Is Stardust sponsored by Rockstar Energy? That’s the only explanation I have for him.
Alicia Fox has gotten a lot better at wrestling within the last year or so. She isn’t accidentally hurting people or attempting murder on her opponents anymore. Cameron is still the worst ever, and if she ever wishes to improve she’d stop thinking she was divalicious and she’d watch some Bull Nakano tapes like Paige did. Or she’d consult with her tag team partner, the woman involved in what she called the greatest match of all time. It still boggles me how Naomi was distracted enough to get rolled up by Cameron, the Bret Ratner of wrestling, at Battleground. In this throwaway tag team match Naomi makes Cameron tap out. Too bad it won’t matter because it was on TV and not PPV, so it doesn’t count!

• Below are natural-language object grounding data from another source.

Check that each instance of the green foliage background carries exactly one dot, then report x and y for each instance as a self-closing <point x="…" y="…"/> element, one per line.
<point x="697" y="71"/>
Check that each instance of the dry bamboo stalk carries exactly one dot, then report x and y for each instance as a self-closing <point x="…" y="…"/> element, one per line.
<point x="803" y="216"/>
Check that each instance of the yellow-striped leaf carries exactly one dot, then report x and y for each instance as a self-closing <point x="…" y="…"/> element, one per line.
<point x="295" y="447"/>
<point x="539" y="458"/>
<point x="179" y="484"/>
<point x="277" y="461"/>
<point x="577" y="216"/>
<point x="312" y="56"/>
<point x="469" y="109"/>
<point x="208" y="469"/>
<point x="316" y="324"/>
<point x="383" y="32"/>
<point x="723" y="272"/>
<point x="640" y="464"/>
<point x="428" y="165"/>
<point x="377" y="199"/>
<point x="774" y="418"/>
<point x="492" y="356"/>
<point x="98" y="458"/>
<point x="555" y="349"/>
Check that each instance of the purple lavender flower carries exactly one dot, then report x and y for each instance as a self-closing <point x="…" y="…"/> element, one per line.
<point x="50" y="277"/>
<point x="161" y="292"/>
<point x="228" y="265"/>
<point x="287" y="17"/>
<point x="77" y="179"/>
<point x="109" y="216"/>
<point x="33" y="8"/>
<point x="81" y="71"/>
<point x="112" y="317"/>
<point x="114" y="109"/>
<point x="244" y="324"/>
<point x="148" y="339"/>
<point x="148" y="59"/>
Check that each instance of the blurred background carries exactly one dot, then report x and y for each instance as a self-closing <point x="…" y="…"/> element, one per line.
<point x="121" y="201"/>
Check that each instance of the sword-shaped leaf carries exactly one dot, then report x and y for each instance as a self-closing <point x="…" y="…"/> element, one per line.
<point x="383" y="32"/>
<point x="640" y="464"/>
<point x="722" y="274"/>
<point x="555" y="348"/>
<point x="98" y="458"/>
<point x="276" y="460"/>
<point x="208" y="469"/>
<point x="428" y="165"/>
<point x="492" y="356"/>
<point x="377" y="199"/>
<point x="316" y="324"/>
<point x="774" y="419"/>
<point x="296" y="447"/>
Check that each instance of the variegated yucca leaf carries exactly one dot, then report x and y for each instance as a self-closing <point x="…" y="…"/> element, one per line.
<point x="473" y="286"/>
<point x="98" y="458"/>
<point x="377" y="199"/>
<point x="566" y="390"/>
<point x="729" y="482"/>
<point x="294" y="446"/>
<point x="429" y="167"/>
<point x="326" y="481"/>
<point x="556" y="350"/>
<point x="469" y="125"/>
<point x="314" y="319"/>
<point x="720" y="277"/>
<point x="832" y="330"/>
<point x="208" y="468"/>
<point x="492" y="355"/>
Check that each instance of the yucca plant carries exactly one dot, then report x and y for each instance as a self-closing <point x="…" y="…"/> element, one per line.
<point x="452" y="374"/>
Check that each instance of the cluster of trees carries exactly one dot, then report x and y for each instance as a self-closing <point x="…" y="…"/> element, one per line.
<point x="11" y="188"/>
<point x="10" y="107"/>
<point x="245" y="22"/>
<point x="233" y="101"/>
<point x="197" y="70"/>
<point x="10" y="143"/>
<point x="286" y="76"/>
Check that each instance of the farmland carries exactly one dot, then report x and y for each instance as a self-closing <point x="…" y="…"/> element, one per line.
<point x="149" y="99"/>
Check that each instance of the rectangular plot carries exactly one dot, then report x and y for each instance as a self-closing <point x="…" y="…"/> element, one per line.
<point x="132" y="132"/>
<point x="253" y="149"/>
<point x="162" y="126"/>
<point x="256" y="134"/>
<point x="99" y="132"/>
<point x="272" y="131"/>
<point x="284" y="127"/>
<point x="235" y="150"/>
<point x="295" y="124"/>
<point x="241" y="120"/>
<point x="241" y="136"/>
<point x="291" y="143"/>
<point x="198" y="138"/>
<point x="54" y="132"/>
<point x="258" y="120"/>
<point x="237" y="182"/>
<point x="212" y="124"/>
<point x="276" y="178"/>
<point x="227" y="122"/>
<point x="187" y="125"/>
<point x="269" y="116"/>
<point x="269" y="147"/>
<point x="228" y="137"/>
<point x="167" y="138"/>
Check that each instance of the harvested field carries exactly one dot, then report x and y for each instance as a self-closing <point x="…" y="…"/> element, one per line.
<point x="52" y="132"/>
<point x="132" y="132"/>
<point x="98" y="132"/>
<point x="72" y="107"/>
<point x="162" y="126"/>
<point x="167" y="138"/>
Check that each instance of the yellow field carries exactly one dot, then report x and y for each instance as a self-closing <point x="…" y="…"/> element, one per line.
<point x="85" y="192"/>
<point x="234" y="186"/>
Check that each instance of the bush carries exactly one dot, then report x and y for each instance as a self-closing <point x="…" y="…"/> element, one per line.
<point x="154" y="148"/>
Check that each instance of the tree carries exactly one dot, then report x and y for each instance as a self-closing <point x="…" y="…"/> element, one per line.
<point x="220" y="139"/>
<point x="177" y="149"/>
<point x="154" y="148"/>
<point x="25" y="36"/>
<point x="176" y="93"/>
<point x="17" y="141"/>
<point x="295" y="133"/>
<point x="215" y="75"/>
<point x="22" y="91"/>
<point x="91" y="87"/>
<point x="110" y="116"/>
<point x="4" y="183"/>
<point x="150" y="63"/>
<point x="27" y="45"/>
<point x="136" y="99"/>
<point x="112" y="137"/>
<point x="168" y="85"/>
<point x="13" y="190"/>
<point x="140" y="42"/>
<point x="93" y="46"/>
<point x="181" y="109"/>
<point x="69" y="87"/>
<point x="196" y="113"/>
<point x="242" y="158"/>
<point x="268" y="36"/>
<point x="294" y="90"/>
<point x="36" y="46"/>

The main event was Seth Rollins vs Chris Jericho. It was a fairly decent match with both professionals doing what they do best. Rollins is sometimes looked over as the third wheel in The Shield, but people forget he was Ring of Honor champion, and a great competitor. The thing that spoils us about Jericho is that while he is great, his only job in WWE is to put the young guys over, so he is going to lose 100% of his feuds. We know this, and that’s why it’s impossible to get hyped for a Chris Jericho match nowadays. Of course, this match, which was going pretty good, was ended when the Wyatt Family came out and beat Jericho up. I’m not too mad. A good match on television almost always has to end in this type of squash. On TV I understand why this happens, if this crap happens at a PPV, like it used to constantly, then people would be very upset.

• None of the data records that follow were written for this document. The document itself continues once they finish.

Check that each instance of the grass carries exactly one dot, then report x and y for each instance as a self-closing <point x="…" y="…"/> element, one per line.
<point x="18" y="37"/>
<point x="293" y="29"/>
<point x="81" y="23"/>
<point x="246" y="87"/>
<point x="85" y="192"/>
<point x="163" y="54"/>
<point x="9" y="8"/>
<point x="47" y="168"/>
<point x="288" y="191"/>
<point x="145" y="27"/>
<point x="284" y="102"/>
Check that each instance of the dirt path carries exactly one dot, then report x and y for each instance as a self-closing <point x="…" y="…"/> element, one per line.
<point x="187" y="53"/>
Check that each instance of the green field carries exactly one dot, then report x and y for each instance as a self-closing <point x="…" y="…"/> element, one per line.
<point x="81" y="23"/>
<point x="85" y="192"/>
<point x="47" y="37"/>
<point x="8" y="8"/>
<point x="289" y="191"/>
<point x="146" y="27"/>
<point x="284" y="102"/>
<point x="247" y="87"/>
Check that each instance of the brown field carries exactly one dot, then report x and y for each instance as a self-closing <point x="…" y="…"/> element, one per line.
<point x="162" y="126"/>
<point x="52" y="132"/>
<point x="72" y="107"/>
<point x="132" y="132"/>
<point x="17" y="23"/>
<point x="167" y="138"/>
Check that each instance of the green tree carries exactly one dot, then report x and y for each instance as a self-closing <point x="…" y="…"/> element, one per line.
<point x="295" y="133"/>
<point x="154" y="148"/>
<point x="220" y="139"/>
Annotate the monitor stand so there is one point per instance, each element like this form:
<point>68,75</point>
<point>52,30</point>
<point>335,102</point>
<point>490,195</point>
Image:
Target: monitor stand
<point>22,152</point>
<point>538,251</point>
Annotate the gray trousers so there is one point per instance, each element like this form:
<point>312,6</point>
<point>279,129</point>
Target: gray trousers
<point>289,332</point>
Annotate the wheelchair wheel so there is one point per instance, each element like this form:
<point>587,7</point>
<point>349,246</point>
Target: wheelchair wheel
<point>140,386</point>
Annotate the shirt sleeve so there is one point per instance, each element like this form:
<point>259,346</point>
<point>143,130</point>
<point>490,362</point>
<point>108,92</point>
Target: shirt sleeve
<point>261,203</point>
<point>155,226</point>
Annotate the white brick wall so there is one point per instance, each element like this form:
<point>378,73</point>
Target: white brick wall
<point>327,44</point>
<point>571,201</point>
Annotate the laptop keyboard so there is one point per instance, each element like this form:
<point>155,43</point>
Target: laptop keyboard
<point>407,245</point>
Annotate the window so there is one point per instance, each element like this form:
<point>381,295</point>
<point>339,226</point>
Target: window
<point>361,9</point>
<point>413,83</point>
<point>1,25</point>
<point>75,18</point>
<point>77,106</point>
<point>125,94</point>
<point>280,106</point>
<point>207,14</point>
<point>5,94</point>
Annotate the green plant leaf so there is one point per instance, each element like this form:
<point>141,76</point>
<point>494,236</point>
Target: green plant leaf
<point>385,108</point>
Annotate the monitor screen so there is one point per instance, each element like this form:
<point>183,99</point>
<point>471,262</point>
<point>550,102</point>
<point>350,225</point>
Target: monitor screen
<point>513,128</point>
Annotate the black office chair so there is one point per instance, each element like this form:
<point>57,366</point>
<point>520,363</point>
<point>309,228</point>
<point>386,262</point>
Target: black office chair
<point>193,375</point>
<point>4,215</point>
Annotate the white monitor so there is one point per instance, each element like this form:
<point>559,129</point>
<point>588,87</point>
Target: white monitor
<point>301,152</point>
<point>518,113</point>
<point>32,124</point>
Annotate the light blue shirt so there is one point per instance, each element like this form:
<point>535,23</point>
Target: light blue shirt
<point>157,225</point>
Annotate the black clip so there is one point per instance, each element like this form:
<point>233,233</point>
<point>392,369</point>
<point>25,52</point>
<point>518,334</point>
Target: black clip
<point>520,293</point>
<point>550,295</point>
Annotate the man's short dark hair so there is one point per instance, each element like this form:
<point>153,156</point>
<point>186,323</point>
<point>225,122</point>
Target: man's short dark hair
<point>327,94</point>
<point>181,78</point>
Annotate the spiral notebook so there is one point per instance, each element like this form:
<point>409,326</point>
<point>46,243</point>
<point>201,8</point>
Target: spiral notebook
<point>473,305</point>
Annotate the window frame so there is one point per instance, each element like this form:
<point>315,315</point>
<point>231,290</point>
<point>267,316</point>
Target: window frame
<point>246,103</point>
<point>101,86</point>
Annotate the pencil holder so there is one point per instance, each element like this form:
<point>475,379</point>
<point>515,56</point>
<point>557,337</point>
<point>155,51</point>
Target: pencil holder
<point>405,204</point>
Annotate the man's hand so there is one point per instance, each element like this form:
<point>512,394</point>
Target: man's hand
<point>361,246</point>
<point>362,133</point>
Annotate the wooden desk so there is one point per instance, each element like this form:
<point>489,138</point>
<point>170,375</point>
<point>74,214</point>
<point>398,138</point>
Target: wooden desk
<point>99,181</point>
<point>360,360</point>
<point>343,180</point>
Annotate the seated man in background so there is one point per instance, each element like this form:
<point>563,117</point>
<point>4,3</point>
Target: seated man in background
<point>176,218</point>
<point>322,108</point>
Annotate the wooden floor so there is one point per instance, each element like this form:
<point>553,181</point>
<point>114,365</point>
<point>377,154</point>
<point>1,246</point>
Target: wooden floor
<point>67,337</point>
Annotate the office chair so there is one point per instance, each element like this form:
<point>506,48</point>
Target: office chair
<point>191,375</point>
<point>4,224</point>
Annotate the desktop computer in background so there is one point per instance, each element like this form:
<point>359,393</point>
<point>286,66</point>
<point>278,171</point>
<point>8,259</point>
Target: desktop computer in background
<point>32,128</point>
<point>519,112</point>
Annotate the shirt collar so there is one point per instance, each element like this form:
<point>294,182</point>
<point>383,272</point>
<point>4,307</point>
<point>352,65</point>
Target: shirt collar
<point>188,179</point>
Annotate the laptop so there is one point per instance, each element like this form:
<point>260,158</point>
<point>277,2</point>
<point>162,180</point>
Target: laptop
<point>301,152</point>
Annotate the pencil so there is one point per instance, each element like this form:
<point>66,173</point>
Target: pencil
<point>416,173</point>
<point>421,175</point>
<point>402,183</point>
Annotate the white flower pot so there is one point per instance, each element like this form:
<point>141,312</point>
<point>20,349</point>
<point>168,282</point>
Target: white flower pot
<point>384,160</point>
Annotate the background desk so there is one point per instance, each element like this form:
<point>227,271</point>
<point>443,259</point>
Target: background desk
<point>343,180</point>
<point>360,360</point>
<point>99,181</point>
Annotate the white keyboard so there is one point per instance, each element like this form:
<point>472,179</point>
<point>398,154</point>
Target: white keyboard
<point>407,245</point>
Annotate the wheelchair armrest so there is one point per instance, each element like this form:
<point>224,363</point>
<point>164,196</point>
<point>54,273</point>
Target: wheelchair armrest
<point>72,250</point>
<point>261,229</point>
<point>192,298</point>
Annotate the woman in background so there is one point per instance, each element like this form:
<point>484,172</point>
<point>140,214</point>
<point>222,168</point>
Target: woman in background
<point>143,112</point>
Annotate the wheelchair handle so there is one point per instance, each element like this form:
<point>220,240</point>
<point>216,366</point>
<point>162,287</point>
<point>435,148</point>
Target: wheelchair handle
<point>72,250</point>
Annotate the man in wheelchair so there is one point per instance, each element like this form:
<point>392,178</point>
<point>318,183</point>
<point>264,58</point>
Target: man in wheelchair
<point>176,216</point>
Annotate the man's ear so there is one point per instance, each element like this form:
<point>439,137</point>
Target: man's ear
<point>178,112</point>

Brie Bella! Brie Bella! Save me, Brie Bella! After spending a night in jail Stephanie McMahon has become a humble individual. So, she wants to call out the selfish Bella twin to the ring to form a truce. Why is this happening in the first place? Who knows. It would seem that after your boss fires you from your job you don’t keep popping up for no reason. That is called trespassing, and is serious grounds for getting the police involved, even if you went to Ticketmaster or StubHub and purchased a ticket to be there, or in the case of WWE’s audience, went to Burger King and ordered the Western Whopper.
The two women get in the ring and talk out their problems. The show ends with Stephanie agreeing to a match against Brie Bella. Her initial qualm was that she hadn’t been in the ring in over ten years. The last I remember she had a pudding match against Vickie Guerrero on Raw a few weeks ago. That counts! This is as big of a lie as the time Stephanie said that Andre the Giant was her best friend. This whole thing is stupid and it makes Stephanie look like the awful human being that she is. She doesn’t have the screen presence of her father, nor does she have any qualities that make normal human beings likable. Normally that would be par for the course of a wrestling villain, but this woman can’t even execute that in the correct manner. Instead of making me cheer for this match I want to throw things at my TV. None of this crap is engaging at all. Of course, to sensationalize the McMahon family name even further, this garbage ends in a big brawl. The McMahons love to put themselves over big time don’t they? After making it through this awful segment I just want to sit in a comfortable chair and reflect on all the bad choices I’ve made in my life. Thus ends another week of Monday Night Raw.